Part D Regulations for Home Health CMS CY2015 Available

Posted by Crystal Parks on May 29, 2014 12:02:25 PM

   

On May 23, 2014, a final rule governing Medicare Advantage (MA) and Part D contracts for calendar year (CY) 2015 was published in the Federal Register.  The rule contains two changes in particular that could affect hospice physicians if they prescribe medications that are appropriately charged to patients’ Part D coverage, and these changes are summarized below. 

As part of its program integrity efforts related to Medicare Part D, the Centers for Medicare & Medicaid Services (CMS) has determined that, effective June 1, 2015, Part D plans may no longer cover drugs that are prescribed by physicians or other eligible professionals who are neither enrolled in Medicare nor have validly opted out of Medicare.

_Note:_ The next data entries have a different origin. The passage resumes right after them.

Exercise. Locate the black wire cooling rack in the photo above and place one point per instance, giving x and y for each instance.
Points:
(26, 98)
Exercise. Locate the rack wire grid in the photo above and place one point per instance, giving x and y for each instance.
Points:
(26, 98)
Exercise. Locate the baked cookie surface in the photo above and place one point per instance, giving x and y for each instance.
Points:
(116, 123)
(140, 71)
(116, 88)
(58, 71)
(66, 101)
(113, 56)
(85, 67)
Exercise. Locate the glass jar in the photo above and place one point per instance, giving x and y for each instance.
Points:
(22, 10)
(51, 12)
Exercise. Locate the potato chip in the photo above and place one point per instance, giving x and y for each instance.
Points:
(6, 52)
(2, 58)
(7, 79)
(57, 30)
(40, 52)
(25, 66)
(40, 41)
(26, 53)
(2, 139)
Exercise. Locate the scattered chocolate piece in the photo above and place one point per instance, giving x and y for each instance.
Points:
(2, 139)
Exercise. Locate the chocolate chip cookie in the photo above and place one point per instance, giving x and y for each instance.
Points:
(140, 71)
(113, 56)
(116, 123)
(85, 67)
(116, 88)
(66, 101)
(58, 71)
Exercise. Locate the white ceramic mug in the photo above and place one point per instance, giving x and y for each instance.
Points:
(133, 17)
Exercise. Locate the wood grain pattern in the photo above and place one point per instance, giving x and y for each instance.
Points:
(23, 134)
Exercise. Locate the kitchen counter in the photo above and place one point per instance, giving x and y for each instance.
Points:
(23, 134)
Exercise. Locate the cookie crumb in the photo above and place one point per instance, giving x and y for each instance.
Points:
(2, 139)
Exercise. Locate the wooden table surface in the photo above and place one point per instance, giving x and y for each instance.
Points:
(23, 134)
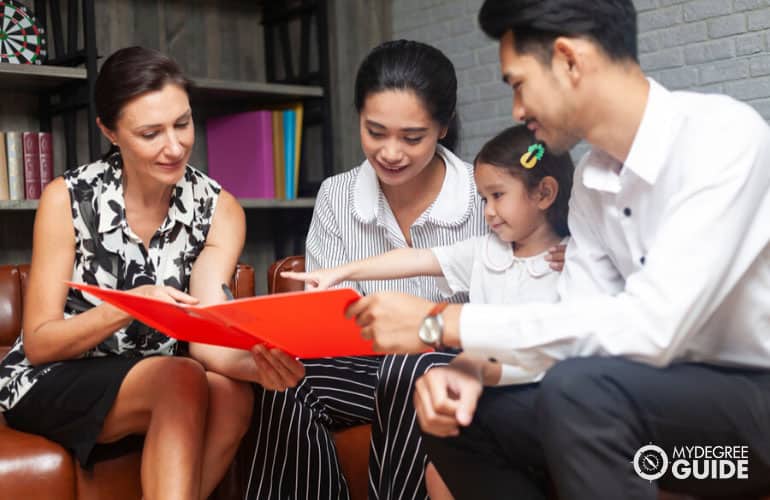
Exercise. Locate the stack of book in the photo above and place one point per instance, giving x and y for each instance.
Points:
(26, 164)
(256, 154)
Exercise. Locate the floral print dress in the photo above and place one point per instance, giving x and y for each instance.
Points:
(110, 255)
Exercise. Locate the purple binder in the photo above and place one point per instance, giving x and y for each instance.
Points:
(240, 153)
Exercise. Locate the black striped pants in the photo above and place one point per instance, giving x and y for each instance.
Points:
(294, 454)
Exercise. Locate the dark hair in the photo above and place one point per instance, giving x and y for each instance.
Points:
(505, 150)
(129, 73)
(537, 23)
(415, 66)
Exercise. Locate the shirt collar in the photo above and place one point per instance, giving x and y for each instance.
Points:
(112, 203)
(498, 256)
(451, 207)
(649, 151)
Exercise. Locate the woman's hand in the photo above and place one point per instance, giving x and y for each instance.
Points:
(316, 280)
(276, 370)
(164, 293)
(556, 257)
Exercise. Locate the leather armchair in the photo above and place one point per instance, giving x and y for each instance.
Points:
(34, 467)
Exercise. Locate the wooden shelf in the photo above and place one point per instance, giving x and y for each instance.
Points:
(250, 203)
(207, 92)
(34, 78)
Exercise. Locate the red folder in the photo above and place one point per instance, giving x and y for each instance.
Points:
(308, 324)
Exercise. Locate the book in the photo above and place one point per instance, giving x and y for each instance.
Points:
(31, 147)
(289, 131)
(308, 324)
(298, 114)
(45, 141)
(240, 155)
(13, 151)
(4, 190)
(279, 171)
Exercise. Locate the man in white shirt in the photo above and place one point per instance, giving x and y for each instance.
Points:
(662, 333)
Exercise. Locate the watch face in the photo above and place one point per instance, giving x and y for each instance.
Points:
(430, 331)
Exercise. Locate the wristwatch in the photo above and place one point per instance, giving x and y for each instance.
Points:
(432, 328)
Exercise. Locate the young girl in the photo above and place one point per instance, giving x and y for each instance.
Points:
(525, 191)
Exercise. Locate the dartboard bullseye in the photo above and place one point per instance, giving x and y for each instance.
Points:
(22, 39)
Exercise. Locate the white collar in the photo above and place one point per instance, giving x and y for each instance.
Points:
(651, 147)
(498, 256)
(451, 207)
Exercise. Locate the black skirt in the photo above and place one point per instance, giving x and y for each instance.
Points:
(68, 405)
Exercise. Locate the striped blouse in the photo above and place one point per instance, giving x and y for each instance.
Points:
(352, 220)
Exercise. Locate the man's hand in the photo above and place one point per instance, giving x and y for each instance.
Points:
(392, 320)
(276, 370)
(320, 279)
(445, 398)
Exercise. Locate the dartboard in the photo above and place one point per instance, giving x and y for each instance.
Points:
(22, 39)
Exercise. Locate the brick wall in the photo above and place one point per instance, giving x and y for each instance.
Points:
(705, 45)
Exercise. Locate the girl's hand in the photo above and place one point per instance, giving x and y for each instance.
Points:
(316, 280)
(556, 257)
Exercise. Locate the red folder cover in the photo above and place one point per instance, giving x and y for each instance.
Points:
(308, 324)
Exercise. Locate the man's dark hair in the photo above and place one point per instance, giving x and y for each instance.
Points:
(611, 24)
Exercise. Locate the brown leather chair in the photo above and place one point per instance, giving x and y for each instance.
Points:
(32, 467)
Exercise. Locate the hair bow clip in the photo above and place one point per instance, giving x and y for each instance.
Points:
(534, 154)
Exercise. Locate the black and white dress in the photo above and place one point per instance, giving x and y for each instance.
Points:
(67, 401)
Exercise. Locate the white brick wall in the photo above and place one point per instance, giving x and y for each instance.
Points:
(705, 45)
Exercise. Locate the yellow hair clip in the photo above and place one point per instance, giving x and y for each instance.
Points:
(534, 154)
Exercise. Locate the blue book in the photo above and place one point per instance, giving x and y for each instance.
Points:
(289, 136)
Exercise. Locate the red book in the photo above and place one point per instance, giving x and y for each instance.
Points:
(45, 141)
(308, 324)
(31, 148)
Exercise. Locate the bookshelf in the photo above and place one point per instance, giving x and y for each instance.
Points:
(29, 78)
(212, 92)
(250, 57)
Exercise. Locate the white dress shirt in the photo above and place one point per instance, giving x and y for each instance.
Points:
(669, 257)
(488, 270)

While many physicians that serve as hospice physicians are enrolled in Medicare, it is the understanding of the National Association for Home Care & Hospice (NAHC) that some hospice physicians are not. If these hospice physicians prescribe medications for Medicare beneficiaries that are unrelated to the hospice terminal illness or a related condition, and are appropriately covered under the patient’s Part D plan, it is advisable that these hospice physicians begin the process of either enrolling in Medicare in an approved status or of ensuring that they have a valid opt-out affidavit on file with an A/B Medicare Administrative Contractor (MAC). 

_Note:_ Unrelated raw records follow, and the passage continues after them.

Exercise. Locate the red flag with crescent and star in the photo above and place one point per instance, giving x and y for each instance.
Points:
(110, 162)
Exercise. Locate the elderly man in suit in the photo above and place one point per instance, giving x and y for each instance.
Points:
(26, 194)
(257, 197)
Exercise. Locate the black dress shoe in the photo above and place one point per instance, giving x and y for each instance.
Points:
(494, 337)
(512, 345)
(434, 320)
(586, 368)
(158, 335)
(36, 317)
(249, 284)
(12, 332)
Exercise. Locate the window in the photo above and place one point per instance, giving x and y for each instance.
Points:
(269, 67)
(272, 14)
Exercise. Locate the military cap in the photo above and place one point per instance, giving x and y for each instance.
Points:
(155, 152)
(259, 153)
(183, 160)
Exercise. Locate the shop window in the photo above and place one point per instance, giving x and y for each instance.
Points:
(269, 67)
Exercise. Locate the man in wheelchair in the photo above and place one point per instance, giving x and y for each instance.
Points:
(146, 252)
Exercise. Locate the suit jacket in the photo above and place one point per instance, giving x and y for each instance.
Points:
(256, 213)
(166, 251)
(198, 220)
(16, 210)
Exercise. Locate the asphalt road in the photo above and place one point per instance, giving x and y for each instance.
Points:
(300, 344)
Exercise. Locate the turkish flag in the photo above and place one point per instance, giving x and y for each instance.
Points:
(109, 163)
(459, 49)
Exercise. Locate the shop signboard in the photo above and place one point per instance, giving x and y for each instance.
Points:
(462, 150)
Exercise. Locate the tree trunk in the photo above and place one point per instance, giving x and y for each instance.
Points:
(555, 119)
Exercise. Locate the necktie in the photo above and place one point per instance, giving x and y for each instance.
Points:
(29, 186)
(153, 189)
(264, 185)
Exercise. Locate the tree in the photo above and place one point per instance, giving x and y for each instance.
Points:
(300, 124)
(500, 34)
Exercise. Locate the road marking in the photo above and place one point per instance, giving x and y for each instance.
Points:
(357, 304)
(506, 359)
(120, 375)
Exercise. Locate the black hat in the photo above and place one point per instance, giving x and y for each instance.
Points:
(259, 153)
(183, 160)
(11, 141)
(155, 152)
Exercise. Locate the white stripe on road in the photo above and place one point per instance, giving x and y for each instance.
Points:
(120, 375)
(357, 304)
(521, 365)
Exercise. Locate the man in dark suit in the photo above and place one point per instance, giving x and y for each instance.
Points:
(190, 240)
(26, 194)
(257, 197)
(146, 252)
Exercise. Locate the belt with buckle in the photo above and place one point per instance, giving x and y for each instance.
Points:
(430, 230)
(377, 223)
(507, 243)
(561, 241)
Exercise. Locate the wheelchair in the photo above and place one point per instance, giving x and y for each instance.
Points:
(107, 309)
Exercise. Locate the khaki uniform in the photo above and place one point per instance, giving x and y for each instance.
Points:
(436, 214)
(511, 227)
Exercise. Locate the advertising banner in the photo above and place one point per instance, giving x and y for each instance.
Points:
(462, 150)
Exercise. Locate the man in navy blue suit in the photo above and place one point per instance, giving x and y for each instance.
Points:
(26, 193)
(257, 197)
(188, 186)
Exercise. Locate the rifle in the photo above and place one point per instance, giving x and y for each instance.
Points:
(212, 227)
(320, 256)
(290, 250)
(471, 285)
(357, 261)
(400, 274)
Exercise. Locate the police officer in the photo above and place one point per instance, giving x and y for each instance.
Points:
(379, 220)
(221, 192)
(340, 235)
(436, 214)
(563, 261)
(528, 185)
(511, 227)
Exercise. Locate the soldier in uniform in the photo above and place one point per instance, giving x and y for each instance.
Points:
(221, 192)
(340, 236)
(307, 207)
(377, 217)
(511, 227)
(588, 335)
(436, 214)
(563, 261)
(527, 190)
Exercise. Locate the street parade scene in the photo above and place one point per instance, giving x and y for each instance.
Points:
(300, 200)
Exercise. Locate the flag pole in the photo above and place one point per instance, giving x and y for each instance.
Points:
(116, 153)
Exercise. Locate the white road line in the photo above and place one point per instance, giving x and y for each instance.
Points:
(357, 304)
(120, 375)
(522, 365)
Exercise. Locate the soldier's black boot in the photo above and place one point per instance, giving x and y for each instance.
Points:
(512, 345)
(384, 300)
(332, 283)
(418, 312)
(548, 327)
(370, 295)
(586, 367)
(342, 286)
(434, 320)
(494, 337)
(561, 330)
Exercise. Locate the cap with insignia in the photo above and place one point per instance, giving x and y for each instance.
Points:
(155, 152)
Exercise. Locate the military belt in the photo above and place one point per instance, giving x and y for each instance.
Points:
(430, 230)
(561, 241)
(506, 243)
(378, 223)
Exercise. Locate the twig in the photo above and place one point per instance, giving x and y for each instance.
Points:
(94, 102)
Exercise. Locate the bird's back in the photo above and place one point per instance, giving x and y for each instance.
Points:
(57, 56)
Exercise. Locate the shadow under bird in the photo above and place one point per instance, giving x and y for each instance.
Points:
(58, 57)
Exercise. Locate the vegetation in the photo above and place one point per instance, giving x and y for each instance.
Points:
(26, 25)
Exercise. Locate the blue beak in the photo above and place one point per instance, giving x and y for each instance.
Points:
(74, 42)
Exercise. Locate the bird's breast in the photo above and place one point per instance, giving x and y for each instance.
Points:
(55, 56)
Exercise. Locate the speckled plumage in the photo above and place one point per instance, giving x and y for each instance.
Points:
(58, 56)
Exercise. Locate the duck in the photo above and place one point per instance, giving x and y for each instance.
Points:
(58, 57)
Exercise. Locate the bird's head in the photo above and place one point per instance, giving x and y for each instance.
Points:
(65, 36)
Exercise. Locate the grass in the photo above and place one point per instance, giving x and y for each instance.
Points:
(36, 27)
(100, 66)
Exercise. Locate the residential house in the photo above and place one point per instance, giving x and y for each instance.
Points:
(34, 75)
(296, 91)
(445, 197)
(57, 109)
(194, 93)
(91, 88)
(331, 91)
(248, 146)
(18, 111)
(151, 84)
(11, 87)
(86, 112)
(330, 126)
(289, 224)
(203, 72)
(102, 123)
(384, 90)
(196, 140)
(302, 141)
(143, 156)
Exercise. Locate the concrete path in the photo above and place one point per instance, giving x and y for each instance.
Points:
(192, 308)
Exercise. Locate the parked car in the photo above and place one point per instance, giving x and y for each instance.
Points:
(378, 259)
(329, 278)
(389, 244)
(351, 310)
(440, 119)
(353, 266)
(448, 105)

Information on the general provider enrollment process and the time frames for application processing can be found on CMS’ web site here.

Below is the regulatory change that CMS is finalizing:

‘‘Section 423.120(c)

(6) Beginning June 1, 2015, the following are applicable—

(i) A Part D sponsor must deny, or must require its pharmaceutical benefit manager (PBM) to deny, a pharmacy claim for a Part D drug if an active and valid physician or eligible professional (as defined in section 1848(k)(3)(B)(i) or (ii) of the Act) National Provider Identifier (NPI) is not contained on the claim.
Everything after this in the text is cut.